O tricô apareceu no momento mais adequado possível na minha vida. Eu havia acabado de me mudar para outro país, não conhecia ninguém, estava distante da minha máquina de costura.

Como qualquer atividade, no começo parecia difícil e exigia um esforço imenso. Eu me atrapalhava para manusear as agulhas, não entendia a linguagem das receitas, não identificava a diferença entre os pontos. Demorou um certo tempo até que passasse o estranhamento inicial e virasse algo prazeroso.

Hoje, carrego meu tricô para cima e para baixo. Levo para o café, para passar o tempo no avião, para ocupar as mãos enquanto faço dever de casa com as crianças. Como dizem por aí, se tem um mal que tricoteiras não sofrem é de tédio. Sobrou um tempinho mínimo, logo eu saco minhas agulhas e encho aqueles minutos de knit, purl, knit, purl (prefiro as receitas em ingles, como aprendi).

E é justamente essa repetição de knit, purl, knit, purl_ ou, se você preferir, de ponto meia, tricô, meia, tricô_ que me fizeram passar a associar o tricotar com relaxar.Enquanto eu repito a sequência, minha mente fica livre para se esvaziar.

 

Como uma meditação, eu me acalmo e observo com mais detalhes cada passo. A lã envolvendo o metal da agulha, o tic-tac quando elas se encostam, os sons que surgem no ambiente: um pássaro lá fora, o caminhão barulhento, o grito das crianças do vizinho.
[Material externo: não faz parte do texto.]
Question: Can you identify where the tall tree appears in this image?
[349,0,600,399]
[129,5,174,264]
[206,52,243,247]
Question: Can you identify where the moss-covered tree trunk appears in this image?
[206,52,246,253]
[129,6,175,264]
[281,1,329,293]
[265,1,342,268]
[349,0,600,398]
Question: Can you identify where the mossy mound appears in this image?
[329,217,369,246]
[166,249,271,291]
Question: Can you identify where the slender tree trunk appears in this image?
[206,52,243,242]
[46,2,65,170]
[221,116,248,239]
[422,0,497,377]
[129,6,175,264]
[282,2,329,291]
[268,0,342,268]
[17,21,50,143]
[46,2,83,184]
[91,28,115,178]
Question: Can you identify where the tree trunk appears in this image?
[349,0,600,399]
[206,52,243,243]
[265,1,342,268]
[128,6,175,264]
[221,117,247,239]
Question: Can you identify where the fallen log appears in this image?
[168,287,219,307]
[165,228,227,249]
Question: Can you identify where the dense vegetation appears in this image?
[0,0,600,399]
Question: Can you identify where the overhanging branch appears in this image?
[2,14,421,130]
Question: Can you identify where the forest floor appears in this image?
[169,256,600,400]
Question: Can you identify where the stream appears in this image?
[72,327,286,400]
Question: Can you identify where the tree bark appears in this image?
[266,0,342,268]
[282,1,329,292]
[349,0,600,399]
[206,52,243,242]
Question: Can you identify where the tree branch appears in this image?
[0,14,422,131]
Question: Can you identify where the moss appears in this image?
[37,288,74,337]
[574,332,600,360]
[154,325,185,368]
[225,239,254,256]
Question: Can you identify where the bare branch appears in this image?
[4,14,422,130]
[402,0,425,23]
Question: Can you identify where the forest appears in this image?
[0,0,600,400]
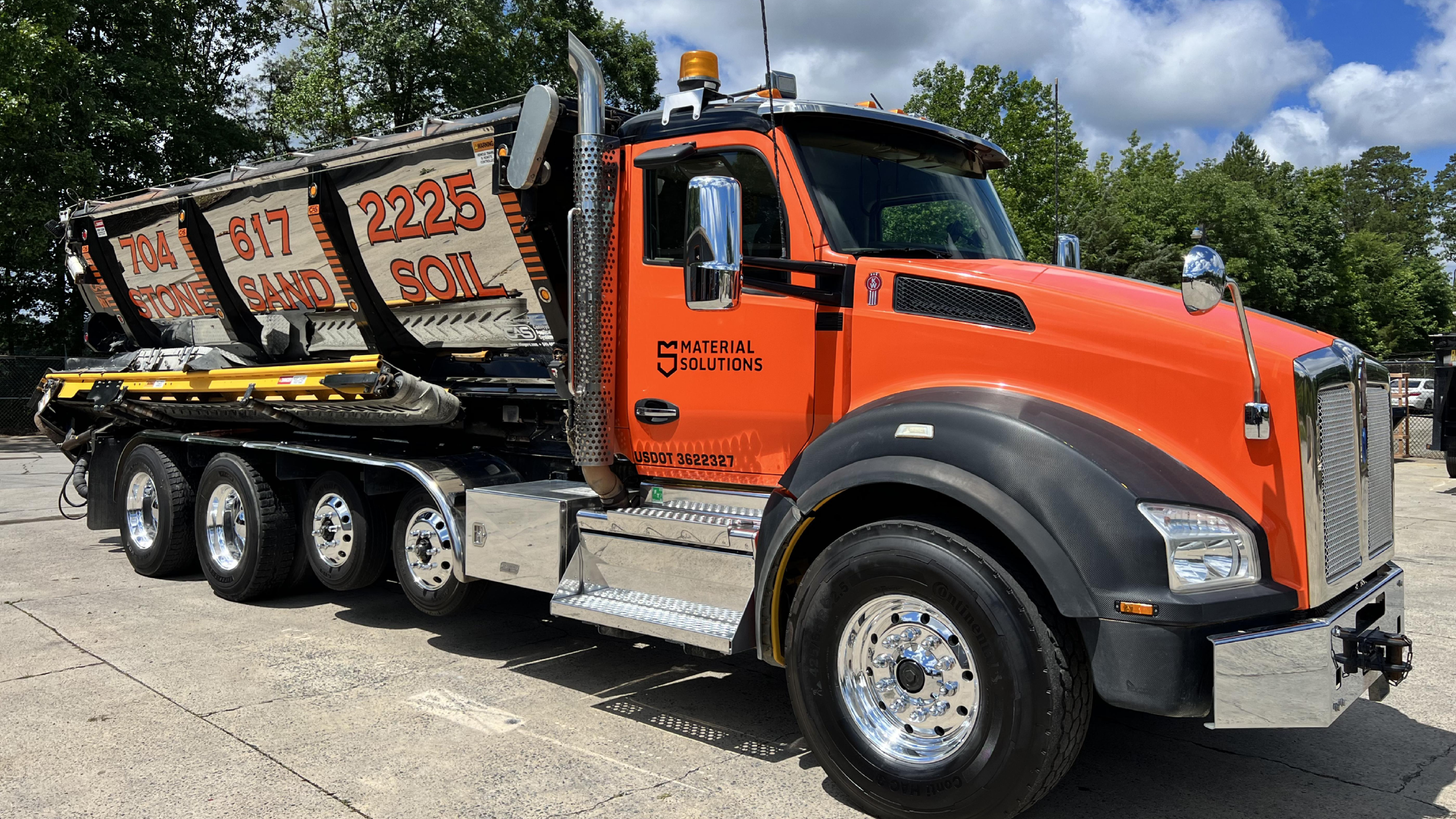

Tricotar também passou a ser meu melhor ritual antes de dormir. Tomo um banho, visto o pijama, preparo um chá sem cafeína _camomila, maçã ou hortelã_ e me aconchego com meu projeto. Começo focada no que estou fazendo e logo passo a refletir sobre o meu dia. Como em qualquer meditação, há dias em que estou mais agitada e o estado de tranquilidade demora mais para surgir ou nem vem. Já em outros, mergulho de vez e depois me entrego a um sono tranquilo.

É por isso que levo propositalmente meses em um único projeto e desprezo qualquer dica de “como tricotar mais rápido”. Também não vejo vantagem em acelerar o processo para ver a pilha de roupas tricotadas crescer logo. Prefiro seguir nesse jeito vagaroso, investir em lãs naturais e fazer e refazer até obter uma peça que me dê orgulho!

 

Tricotei essa blusa em 2016. Foi minha segunda peça de vestuário em tricô. Segui a receita Arleen, gratuita no site Raverly.